A dockerized Jupyter quant research environment.

Highlights

Includes tools for quant analysis, statsmodels, pymc, arch, py_vollib, zipline-reloaded, PyPortfolioOpt, etc.
The usual suspects are included, numpy, pandas, sci-py, scikit-learn, yellowbricks, shap, optuna.
ib_async for Interactive Broker connectivity. Works well with IB Gateway docker image. ib_insync has been of invaluable all this time, RIP Ewald.
Includes all major Python packages for statistical and time series analysis, see requirements. For an extensive list check list installed packages section.
Zipline-reloaded, pyfolio-reloaded and alphalens-reloaded.
Designed for ephemeral containers. Relevant data for your environment will survive your container.
Optimized for size, it's a 2GB image vs 4GB for jupyter/scipy-notebook
Includes jedi language server, jupyterlab-lsp, black and isort.
It does NOT include conda/mamba. All packages are installed with pip under ~/.local/lib/python. Which should be mounted in a dedicated volume to preserver your environment.
Includes Cython, Numba, bottleneck and numexpr to speed up things
sudo, so you can install new packages if needed.
bash and stow, so you can BYODF (bring your own dot files). Plus common command line utilities like git, less, nano (tiny), jq, ssh, curl, bash completion and others.
Support for apt cache. If you have other Linux boxes using it can leverage your cache. apt cache supports major Linux distributions not only Debian/Ubuntu.
It does not include a built environment. If you need to install a package that does not provide wheels you can build your wheels, as explained in common tasks

Quick Start

Create a docker-compose.yml file with this content

services:
  jupyter-quant:
    image: gnzsnz/jupyter-quant:${IMAGE_VERSION}
    environment:
      APT_PROXY: ${APT_PROXY:-}
      BYODF: ${BYODF:-}
      SSH_KEYDIR: ${SSH_KEYDIR:-}
      TZ: ${QUANT_TZ:-}
    restart: unless-stopped
    ports:
      - ${LISTEN_PORT}:8888
    volumes:
      - quant_conf:/home/gordon/.config
      - quant_data:/home/gordon/.local
      - ${PWD}/Notebooks:/home/gordon/Notebooks

volumes:
  quant_conf:
  quant_data:

You can use .env-dist as your starting point.

cp .env-dist .env
# verify everything looks good
docker compose config
docker compose up

Volumes

The image is designed to work with 3 volumes:

quant_data - volume for ~/.local folder. It contains caches and all python packages. This enables to add additional packages through pip.
quant_conf - volume for ~/.config, all config goes here. This includes jupyter, ipython, matplotlib, etc
Bind mount (but you could use a named volume) - volume for all notebooks, under ~/Notebooks.

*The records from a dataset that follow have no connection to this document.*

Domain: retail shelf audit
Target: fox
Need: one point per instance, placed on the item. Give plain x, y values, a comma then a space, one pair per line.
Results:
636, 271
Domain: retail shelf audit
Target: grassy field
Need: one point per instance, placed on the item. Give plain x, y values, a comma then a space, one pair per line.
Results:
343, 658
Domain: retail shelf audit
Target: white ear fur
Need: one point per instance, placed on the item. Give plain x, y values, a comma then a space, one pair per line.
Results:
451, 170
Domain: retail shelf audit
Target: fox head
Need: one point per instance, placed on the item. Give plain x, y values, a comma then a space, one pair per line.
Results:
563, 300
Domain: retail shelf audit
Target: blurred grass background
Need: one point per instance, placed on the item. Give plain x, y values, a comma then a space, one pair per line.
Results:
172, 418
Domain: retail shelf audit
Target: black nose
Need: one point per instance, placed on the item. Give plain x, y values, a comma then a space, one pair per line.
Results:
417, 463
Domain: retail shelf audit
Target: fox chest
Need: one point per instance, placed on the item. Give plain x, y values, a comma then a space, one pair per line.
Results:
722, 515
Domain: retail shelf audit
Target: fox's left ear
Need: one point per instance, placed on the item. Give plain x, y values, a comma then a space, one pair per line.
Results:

This allows to have ephemeral containers and to keep your notebooks (3), your config (2) and your additional packages (1). Eventually you would need to update the image, in this case your notebooks (3) can move without issues, your config (2) should still work but no warranty, and your packages in quant_data could still be used but you should refresh it with a new image. Eventually, you would need to refresh (1) and less frequently (2)

Common tasks

Get running server URL

docker exec -it jupyterquant jupyter-server list
Currently running servers:
http://40798f7a604a:8888/?token=
ebf9e870d2aa0ed877590eb83b4d3bbbdfbd55467422a167 :: /home/gordon/Notebooks

docker logs -t jupyter-quant 2>&1 | grep '127.0.0.1:8888/lab?token='

You will need to change hostname (40798f7a604a in this case) or 127.0.0.1 by your docker host ip.

Show jupyter config

docker exec -it jupyter-quant jupyter-server --show-config

Set password

docker exec -it jupyter-quant jupyter-server password

Get command line help

docker exec -it jupyter-quant jupyter-server --help
docker exec -it jupyter-quant jupyter-lab --help

List installed packages

docker exec -it jupyter-quant pip list
# outdated packages
docker exec -it jupyter-quant pip list -o

Pass parameters to jupyter-lab

docker run -it --rm gnzsnz/jupyter-quant --core-mode
docker run -it --rm gnzsnz/jupyter-quant --show-config-json

Run a command in the container

docker run -it --rm gnzsnz/jupyter-quant bash

Build wheels outside the container

Build wheels outside the container and import wheels into the container

# make sure python version match .env-dist
docker run -it --rm -v $PWD/wheels:/wheels python:3.11 bash
pip wheel --no-cache-dir --wheel-dir /wheels numpy

This will build wheels for numpy (or any other package that you need) and save the file in $PWD/wheels. Then you can copy the wheels in your notebook mount (3 above) and install it within the container. You can even drag and drop into Jupyter.

Install your dotfiles

git clone your dotfiles to Notebook/etc/dotfiles, set environment variable BYODF=/home/gordon/Notebook/etc/dotfiles in your docker-compose.yml When the container starts up stow will create links like /home/gordon/.bashrc

Install your SSH keys

You need to define environment variable SSH_KEY_DIR which should point to a location with your keys. The suggested place is SSH_KEYDIR=/home/gordon/Notebooks/etc/ssh, make sure the director has the right permissions. Something like chmod 700 Notebooks/etc/ssh should work.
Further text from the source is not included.